The P-value is 0.0000, which is much smaller than the typical significance level of 0.05. This means that the observed difference in completion rates between the test and control groups is statistically significant.


#### Conclusion on the Hypothesis:

The null hypothesis (i.e., there is no difference between the groups) is rejected.
The alternative hypothesis (i.e., the test group has a higher completion rate than the control group) is accepted.


#### Practical Implication:

Since the difference in completion rates is statistically significant, the new design (represented by the test group) is more effective in driving user completions than the old design (control group).

The size of the Z-score (9.82) further emphasizes that the difference is not likely due to random chance. The result is strong and robust.


#### Confidence Interval for the Difference:

Based on the analysis, the 95% confidence interval for the difference in completion rates shows a range that does not include 0, further supporting the conclusion that there is a real and significant difference between the test and control groups.

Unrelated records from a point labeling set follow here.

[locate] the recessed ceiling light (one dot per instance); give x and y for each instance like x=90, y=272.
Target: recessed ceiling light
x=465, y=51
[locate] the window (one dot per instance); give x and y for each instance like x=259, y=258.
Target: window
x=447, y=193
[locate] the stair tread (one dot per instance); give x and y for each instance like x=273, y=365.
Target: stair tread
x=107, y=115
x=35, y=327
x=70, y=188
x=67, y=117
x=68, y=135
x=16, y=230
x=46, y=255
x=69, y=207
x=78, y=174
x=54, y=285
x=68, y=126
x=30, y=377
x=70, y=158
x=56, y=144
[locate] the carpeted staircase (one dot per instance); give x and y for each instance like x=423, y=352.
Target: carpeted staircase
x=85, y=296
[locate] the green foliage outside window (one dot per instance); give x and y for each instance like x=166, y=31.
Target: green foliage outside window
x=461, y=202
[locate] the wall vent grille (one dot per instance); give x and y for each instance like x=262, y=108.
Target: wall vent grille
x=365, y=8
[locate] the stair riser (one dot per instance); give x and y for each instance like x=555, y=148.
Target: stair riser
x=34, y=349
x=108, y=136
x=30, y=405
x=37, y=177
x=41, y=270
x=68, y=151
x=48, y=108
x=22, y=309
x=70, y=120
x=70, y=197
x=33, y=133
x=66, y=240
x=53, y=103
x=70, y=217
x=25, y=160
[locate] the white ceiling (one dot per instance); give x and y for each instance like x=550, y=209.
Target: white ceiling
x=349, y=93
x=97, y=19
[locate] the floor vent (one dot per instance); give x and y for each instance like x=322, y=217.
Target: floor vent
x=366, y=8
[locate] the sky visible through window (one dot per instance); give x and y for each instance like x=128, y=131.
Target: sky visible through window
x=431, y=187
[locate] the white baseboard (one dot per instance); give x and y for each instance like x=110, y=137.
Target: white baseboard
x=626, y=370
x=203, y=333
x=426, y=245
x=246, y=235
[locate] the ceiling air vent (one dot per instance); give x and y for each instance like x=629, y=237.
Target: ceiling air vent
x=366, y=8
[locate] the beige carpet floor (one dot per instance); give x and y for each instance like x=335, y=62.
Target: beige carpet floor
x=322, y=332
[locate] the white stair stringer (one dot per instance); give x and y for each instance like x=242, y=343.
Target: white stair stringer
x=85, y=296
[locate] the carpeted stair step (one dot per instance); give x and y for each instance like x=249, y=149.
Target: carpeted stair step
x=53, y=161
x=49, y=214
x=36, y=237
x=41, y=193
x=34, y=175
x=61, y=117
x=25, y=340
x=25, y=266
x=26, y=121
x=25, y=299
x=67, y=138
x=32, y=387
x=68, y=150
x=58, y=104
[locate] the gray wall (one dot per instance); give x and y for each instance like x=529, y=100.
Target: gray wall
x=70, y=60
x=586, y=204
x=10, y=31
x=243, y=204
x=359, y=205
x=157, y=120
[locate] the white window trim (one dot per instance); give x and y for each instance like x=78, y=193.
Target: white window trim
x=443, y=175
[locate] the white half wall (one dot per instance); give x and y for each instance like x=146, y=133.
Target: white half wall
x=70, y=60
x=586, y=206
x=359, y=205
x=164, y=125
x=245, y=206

#### Next Steps / Recommendations:

Given the statistical significance and the positive impact on completion rates, the test group design should be considered for implementation or further optimization.
Cost/Benefit Analysis: While the results are statistically significant, the next step should involve an evaluation of the costs of implementing the new design. If the increase in completion rate (from 65.90% to 69.77%) translates to a substantial increase in revenue or user satisfaction, the new design may be justifiable from a cost-effectiveness perspective.
Scale and Monitor: Before a full-scale rollout, it would be wise to monitor the test group in different environments or across additional demographics to ensure consistent results.


#### Final Takeaway:

The A/B test results show that the test design has a statistically significant and positive impact on the completion rate. Given the strong statistical evidence, it is advisable to move forward with the new design, assuming that the increased completion rate brings tangible benefits and justifies any potential increase in costs associated with the change.